G8: Too Much Information

Well-defined modules have very small interfaces that allow you to do a lot with a little. Poorly defined modules have wide and deep interfaces that force you to use many different gestures to get simple things done. A well-defined interface does not offer very many functions to depend upon, so coupling is low. A poorly defined interface provides lots of functions that you must call, so coupling is high. Good software developers learn to limit what they expose at the interfaces of their classes and modules.

The fewer methods a class has, the better.

The fewer variables a function knows about, the better.

The fewer instance variables a class has, the better.

Hide your data.

Hide your utility functions.

Hide your constants and your temporaries.

Don’t create classes with lots of methods or lots of instance variables. Don’t create lots of protected variables and functions for your subclasses. Concentrate on keeping interfaces very tight and very small. Help keep coupling low by limiting information.

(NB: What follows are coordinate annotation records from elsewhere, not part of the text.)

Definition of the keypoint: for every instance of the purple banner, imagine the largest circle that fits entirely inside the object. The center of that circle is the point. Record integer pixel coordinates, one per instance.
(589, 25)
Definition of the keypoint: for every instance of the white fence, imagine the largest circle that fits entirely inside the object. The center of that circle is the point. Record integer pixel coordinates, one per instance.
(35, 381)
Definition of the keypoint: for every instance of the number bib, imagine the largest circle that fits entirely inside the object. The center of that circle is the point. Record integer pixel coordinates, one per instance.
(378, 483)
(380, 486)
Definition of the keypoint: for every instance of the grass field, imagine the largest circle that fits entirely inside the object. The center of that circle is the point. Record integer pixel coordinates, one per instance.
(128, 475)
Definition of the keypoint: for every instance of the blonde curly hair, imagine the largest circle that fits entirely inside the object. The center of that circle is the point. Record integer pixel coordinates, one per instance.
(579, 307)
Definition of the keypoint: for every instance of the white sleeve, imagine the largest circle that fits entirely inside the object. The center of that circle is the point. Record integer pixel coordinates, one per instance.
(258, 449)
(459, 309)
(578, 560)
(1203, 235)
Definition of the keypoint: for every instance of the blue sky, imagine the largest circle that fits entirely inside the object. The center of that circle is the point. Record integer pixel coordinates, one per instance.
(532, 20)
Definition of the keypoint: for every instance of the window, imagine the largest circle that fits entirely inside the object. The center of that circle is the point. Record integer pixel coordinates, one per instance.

N3: Use Standard Nomenclature Where Possible

Names are easier to understand if they are based on existing convention or usage. For example, if you are using the Decorator pattern, you should use the word Decorator in the names of the decorating classes. For example, AutoHangupModemDecorator might be the name of a class that decorates a Modem with the ability to automatically hang up at the end of a session.

Patterns are just one kind of standard. In Java, for example, functions that convert objects to string representations are often named toString. It is better to follow conventions like these than to invent your own.

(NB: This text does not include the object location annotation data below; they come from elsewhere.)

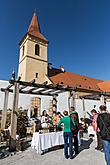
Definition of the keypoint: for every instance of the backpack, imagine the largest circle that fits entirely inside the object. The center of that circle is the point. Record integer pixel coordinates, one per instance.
(73, 124)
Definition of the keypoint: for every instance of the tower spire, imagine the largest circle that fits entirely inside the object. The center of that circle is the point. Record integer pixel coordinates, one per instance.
(34, 28)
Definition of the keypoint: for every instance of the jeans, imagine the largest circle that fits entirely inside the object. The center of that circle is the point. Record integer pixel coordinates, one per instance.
(99, 141)
(68, 138)
(75, 137)
(106, 147)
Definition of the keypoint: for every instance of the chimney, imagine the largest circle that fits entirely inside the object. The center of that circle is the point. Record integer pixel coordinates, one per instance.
(62, 68)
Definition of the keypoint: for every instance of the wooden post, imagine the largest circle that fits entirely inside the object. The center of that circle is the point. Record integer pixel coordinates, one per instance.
(102, 100)
(14, 118)
(4, 111)
(83, 104)
(54, 103)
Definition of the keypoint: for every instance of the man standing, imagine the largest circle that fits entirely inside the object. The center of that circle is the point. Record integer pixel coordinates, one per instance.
(75, 118)
(103, 122)
(67, 135)
(96, 129)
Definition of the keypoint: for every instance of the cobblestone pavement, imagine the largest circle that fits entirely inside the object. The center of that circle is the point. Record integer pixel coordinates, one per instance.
(87, 156)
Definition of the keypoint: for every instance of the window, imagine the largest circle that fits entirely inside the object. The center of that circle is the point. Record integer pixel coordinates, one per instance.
(37, 52)
(36, 75)
(23, 49)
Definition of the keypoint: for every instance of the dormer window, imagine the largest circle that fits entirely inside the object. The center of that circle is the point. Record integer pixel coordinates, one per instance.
(37, 50)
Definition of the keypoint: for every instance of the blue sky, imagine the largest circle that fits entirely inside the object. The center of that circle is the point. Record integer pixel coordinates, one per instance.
(78, 32)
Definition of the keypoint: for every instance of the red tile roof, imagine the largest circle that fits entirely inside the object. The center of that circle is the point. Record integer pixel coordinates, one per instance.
(34, 28)
(75, 80)
(104, 86)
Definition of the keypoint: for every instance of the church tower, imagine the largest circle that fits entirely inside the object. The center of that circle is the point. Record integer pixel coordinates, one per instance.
(33, 61)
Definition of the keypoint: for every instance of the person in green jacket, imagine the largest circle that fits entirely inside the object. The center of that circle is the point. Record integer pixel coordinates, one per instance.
(67, 135)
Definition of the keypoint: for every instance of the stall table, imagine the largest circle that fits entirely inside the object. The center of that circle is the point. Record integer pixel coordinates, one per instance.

Teams will often invent their own standard system of names for a particular project. Eric Evans refers to this as a ubiquitous language for the project. Your code should use the terms from this language extensively. In short, the more you can use names that are overloaded with special meanings that are relevant to your project, the easier it will be for readers to know what your code is talking about.

G6: Code at Wrong level of abstraction

It is important to create abstractions that separate higher level general concepts from lower level detailed concepts. Sometimes we do this by creating abstract classes to hold the higher level concepts and derivatives to hold the lower level concepts. When we do this, we need to make sure that the separation is complete. We want all the lower level concepts to be in the derivatives and all the higher level concepts to be in the base class.

For example, constants, variables, or utility functions that pertain only to the detailed implementation should not be present in the base class. The base class should know nothing about them.

This rule also pertains to source files, components, and modules. Good software design requires that we separate concepts at different levels and place them in different containers. Sometimes these containers are base classes or derivatives and sometimes they are source files, modules, or components. Whatever the case may be, the separation needs to be complete. We don’t want lower and higher level concepts mixed together.

Consider the following code:

   public interface Stack {
     Object pop() throws EmptyException;
     void push(Object o) throws FullException;
     double percentFull();

     class EmptyException extends Exception {}
     class FullException extends Exception {}

The percentFull function is at the wrong level of abstraction. Although there are many implementations of Stack where the concept of fullness is reasonable, there are other implementations that simply could not know how full they are. So the function would be better placed in a derivative interface such as BoundedStack.

Perhaps you are thinking that the implementation could just return zero if the stack were boundless. The problem with that is that no stack is truly boundless. You cannot really prevent an OutOfMemoryException by checking for

stack.percentFull() < 50.0

Implementing the function to return 0 would be telling a lie.

The point is that you cannot lie or fake your way out of a misplaced abstraction. Isolating abstractions is one of the hardest things that software developers do, and there is no quick fix when you get it wrong.